1. Wendezeit- Erfahrungen

Ich konnte erst jetzt, 1992, mehr über Neue Weltbilder/ New Age lesen. Im Jahr 1985 hatte ich gerade mein Physikdiplom geschrieben und begann, innerhalb des realen Staatssozialismus irgendeine Verbindung von gesellschaftlicher Praxis und Theorie, wie ich sie kannte, zustandezubringen. Es dauerte einige Jährchen, bis ich auf das Selbstorganisationskonzept stieß und als ich gerade dabei war, mich durch Prigogine und Jantsch hindurchzulesen, begann meinem Land der Boden unter den Füßen wegzurutschen und ich befand mich mitten in der schönsten Wendezeit. Mein gerade erarbeitetes, auf der politischen Theorie des "realen Sozialismus" fußendes Weltbild bekam Sprünge. Nun begann das massenhafte Wegschmeißen aller Marx- und Leninbände. Das gab mir die Möglichkeit, meine Bibliothek aufzufüllen. Andererseits sah ich in einem krampfhaften Festhalten aller alten Denkschemata auch keine Lösung. Ich hatte Glück: Da ich bereits in die Ansätze des Selbstorganisationskonzepts hineingerochen hatte, konnte ich in der Art und Weise der "Wende" Entwicklungsprinzipien wiedererkennen, wie sie mir in der Theorie gerade bekannt geworden waren. Das betraf besonders die Rolle erst kleiner Oppositions-"Keime", ihr sprunghaftes Anwachsen zu einem bestimmten Zeitpunkt unter bestimmten Bedingungen und später auch das Unterwerfen der offenen Situation unter eine neue Logik, die Profitlogik. Es macht Sinn, in diesen Prozessen keine Einmaligkeit zu sehen, wenn auch die konkreten Triebkräfte und Bedingungen nicht mit einer Selbstorganisationstheorie zu erfassen sind, sondern auf dem Boden der Tatsachen jeweils konkret untersucht werden müssen.

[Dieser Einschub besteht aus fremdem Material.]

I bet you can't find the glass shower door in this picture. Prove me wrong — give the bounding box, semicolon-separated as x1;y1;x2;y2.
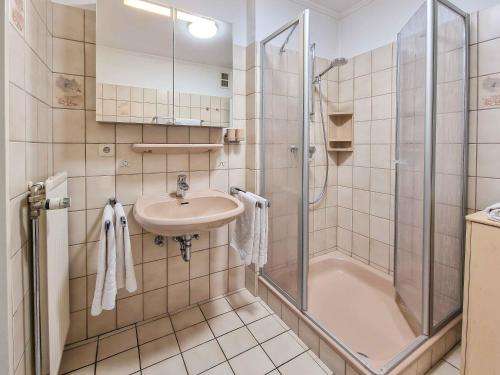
261;11;309;308
394;3;428;334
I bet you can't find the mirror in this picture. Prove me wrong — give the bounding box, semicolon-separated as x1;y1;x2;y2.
96;0;233;127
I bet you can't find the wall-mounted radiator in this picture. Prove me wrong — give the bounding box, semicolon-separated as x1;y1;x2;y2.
28;173;70;375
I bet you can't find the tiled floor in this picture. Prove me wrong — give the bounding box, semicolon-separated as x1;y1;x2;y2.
427;344;460;375
61;290;332;375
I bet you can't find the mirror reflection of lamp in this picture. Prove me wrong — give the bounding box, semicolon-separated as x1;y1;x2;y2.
177;11;218;39
123;0;172;17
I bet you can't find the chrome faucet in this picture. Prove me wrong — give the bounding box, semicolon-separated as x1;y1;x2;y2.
175;174;189;198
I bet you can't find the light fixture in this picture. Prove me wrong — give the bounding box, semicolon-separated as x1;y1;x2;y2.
177;11;217;39
123;0;172;17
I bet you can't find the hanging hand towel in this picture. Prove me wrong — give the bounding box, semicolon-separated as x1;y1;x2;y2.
230;192;257;266
91;204;116;316
247;192;269;268
115;203;137;293
484;203;500;221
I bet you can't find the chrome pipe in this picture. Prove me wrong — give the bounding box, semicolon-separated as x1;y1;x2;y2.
31;217;42;375
28;182;45;375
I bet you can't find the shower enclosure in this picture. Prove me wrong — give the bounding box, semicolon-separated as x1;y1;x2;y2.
260;0;468;374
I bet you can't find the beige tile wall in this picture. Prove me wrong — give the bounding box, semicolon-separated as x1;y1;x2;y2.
49;5;246;343
337;43;396;273
246;43;338;296
5;0;52;374
96;83;231;128
468;5;500;212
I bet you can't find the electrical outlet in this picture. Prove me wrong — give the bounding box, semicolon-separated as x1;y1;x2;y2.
99;144;115;157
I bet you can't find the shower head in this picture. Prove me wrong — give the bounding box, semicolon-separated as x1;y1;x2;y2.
313;57;347;83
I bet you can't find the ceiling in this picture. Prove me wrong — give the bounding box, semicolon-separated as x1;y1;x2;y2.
53;0;373;18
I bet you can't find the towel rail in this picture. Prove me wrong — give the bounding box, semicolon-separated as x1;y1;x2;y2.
229;186;271;208
104;198;127;232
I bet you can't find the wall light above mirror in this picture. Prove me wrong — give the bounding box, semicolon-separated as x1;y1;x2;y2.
96;0;233;127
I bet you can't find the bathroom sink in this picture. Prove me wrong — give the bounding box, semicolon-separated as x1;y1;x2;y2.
134;190;243;237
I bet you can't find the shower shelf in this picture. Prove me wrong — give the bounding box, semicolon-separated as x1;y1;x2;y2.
328;112;353;151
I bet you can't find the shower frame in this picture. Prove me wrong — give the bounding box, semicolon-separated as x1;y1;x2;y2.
259;0;469;375
394;0;469;337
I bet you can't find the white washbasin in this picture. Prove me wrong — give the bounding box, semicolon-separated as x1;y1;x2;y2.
134;190;244;237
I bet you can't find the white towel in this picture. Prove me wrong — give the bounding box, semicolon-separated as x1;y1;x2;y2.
231;192;257;266
484;202;500;222
247;192;269;268
115;203;137;293
91;204;117;316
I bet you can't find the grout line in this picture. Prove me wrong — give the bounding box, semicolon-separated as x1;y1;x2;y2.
134;323;142;371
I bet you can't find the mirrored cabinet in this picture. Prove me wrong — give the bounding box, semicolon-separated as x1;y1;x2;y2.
96;0;233;127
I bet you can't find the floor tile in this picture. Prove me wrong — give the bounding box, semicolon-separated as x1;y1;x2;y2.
427;361;460;375
97;327;137;361
203;362;233;375
172;306;205;331
95;348;140;375
182;340;226;375
229;346;274;375
200;298;232;319
176;322;214;352
278;353;327;375
236;302;269;324
137;317;174;345
217;327;257;358
262;332;304;366
142;354;187;375
139;334;180;368
208;311;243;337
226;289;257;309
444;344;461;369
248;315;286;342
60;340;97;374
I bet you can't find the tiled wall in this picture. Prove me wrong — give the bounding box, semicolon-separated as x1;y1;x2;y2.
468;5;500;212
246;38;338;293
309;57;342;257
96;83;231;128
337;43;396;273
7;0;52;374
47;5;246;343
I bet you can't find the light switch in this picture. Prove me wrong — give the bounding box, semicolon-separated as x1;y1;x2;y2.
99;144;115;157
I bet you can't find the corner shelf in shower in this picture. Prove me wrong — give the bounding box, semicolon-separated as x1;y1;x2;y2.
132;143;224;154
328;112;353;151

Mich und meine Freunde interessierte das Ganze nun nicht vorrangig aus wissenschaftlichen Gründen. Wir gehören zu denen, die in der Profitlogik kein ewiges, und auch für die Gegenwart inhumanes und unökologisches Prinzip sehen und nach Alternativen fragen. Daß für uns eine Revolutionstheorie alten Stils, auch die Avantgarde- Rolle einer führenden Elite als Prinzipien ausgespielt hatten, liegt allerdings weniger nur an ihrer Erfolglosigkeit, sondern wurde unterstützt durch die Erkenntnisse aus dem Selbstorganisationskonzept. Nach dem Kommunistischen Manifest ergibt sich die Avantgarde-Rolle der Kommunisten daraus, daß sie "theoretisch vor der übrigen Masse des Proletariats die Einsicht in die Bedingungen, den Gang und die allgemeinen Resultate der proletarischen Bewegung voraus" haben sollten. Bereits in der DDR gab es in der wissenschaftlichen Debatte den Standpunkt, daß diese Bewegungen gar nicht so eindeutig vorausbestimmbar sind. Dies ergab sich als Quintessenz eindeutig bereits aus dem statistischen Gesetzesbegriff nach Herbert Hörz, der Möglichkeitsfelder und eine Variantenvielfalt möglicher Wirkungen erfaßte. Dies zu erkennen, ist das Selbstorganisationskonzept nicht unbedingt notwendig, im Materialismus hat stets auch eine dialektische Version gewirkt, für die eine starre Determiniertheit nie aktuell war.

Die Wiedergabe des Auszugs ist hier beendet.